Posters

An improved mouse model of complete achromatopsia for development of Cngb3 gene therapies

Poster Details

First Author: M.Hassall UK

Co Author(s):    A. Barnard   P. Charbel Issa   S. Aslam   R. MacLaren                    

Abstract Details



Purpose:

We identified a colony of inbred mice with complete achromatopsia and hypothesised that a novel genetic mutation was responsible. A local colony of inbred mice (129S6/SvEvTac origin), that had been bred in isolation for over a decade, were found to have completely absent cone electroretinogram (ERG) responses. We investigated the inheritance and genetic basis of this phenotype of cone photoreceptor function loss (cpfl).

Setting:

Translational laboratory research performed at the University of Oxford Nuffield Laboratory of Ophthalmology.

Methods:

We performed dark- and light-adapted electroretinography (ERG) to assess retinal function. An affected 129S6/SvEvTac colony animal was outcrossed to a wild-type C57BL/6J mouse to produce first filial generation hybrid offspring (F1). The F1 animals were intercrossed to investigate inheritance in the F2 generation. Chi-squared test with Yates’s continuity correction was used for statistical analysis of phenotypic outcomes. Genomic DNA was extracted from several mice and fluorescent dideoxynucleotide sequencing was performed on particular genes known to cause a similar cpfl phenotype and/or identified as causing achromatopsia in humans (Gnat2, Cnga3, Cngb3, Pde6c Hcn1, Syne2). The eyes of a subset of animals underwent histological sectioning and cone arrestin immunostaining.

Results:

All founder colony animals tested lacked cone pathway function by ERG testing (n= 9), although rod pathway based ERG responses remained unaffected. None of the C57BL/6 outcross F1 progeny displayed a deficit in cone ERG function (n = 15). However, several animals in the F2 generation showed the original cpfl phenotype, indicating a recessive inheritance pattern. Targeted re-sequencing revealed that the colony did not carry any of the spontaneous mutations previous found in other inbred lines. Instead a novel missense mutation was identified in exon 6 of the Cngb3 gene, which causes an amino acid substitution at a highly conserved residue. Genotyping of the F2 generation found that, out of 59 animals tested: 15 were wildtype, 29 were heterozygous and 15 were homozygous for the novel Cngb3 mutation. These numbers were not significantly different from the expected genotypic ratio (X = 0.9745, df = 2, p = 0.6143). All mice homozygous for the mutation demonstrated the achromatopsia phenotype. Ocular imaging (cSLO and OCT) showed no retinal degeneration or other anatomical problems.
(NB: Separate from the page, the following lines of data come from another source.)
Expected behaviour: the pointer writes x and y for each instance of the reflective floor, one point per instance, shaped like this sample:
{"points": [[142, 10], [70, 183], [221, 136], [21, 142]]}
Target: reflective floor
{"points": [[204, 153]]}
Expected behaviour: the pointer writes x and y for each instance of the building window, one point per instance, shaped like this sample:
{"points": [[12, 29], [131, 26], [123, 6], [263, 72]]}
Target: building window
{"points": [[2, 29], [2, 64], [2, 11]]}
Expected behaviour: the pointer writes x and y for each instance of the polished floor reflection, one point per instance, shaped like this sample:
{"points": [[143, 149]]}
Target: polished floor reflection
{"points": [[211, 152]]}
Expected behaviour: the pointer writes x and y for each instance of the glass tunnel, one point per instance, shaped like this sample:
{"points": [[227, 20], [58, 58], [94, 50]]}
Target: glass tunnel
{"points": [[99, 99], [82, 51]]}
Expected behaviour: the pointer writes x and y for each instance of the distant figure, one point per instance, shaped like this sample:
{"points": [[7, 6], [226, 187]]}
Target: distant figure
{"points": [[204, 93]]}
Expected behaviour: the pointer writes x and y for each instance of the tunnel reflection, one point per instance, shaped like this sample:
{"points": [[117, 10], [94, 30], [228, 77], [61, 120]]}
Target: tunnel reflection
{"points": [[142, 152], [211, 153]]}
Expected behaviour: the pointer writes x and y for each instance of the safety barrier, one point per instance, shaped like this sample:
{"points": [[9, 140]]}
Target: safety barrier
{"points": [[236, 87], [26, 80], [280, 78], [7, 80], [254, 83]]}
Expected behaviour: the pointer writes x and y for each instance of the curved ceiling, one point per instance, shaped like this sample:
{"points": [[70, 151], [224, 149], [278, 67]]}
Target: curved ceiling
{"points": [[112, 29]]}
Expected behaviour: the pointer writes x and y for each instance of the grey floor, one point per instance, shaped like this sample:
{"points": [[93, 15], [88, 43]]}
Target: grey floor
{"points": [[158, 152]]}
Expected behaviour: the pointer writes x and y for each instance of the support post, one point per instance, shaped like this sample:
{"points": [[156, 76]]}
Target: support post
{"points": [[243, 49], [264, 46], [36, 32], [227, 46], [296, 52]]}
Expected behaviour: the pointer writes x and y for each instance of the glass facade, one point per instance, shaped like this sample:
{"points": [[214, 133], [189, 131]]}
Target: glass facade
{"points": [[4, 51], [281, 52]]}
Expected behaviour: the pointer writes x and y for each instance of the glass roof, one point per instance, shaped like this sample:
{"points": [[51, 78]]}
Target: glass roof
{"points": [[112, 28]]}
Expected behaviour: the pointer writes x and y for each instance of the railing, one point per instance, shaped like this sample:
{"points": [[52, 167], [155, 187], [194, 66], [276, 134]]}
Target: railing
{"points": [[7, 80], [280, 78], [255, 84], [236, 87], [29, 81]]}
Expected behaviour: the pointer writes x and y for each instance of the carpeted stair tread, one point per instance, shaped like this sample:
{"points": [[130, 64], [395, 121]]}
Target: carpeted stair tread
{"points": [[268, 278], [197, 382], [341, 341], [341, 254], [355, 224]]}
Histological sectioning and IHC for Cone Arrestin showed normal retinal architecture and cone cell morphology.

Conclusions:

The existing mouse model of Cngb3 achromatopsia is a knock-out and functionally null. Our model demonstrates a novel homozygous missense mutation and complete achromatopsia, similar to the human condition. The absence of cone function in the presence of mutant Cngb3 protein makes this mouse an optimal model for future pre-clinical development of gene therapy.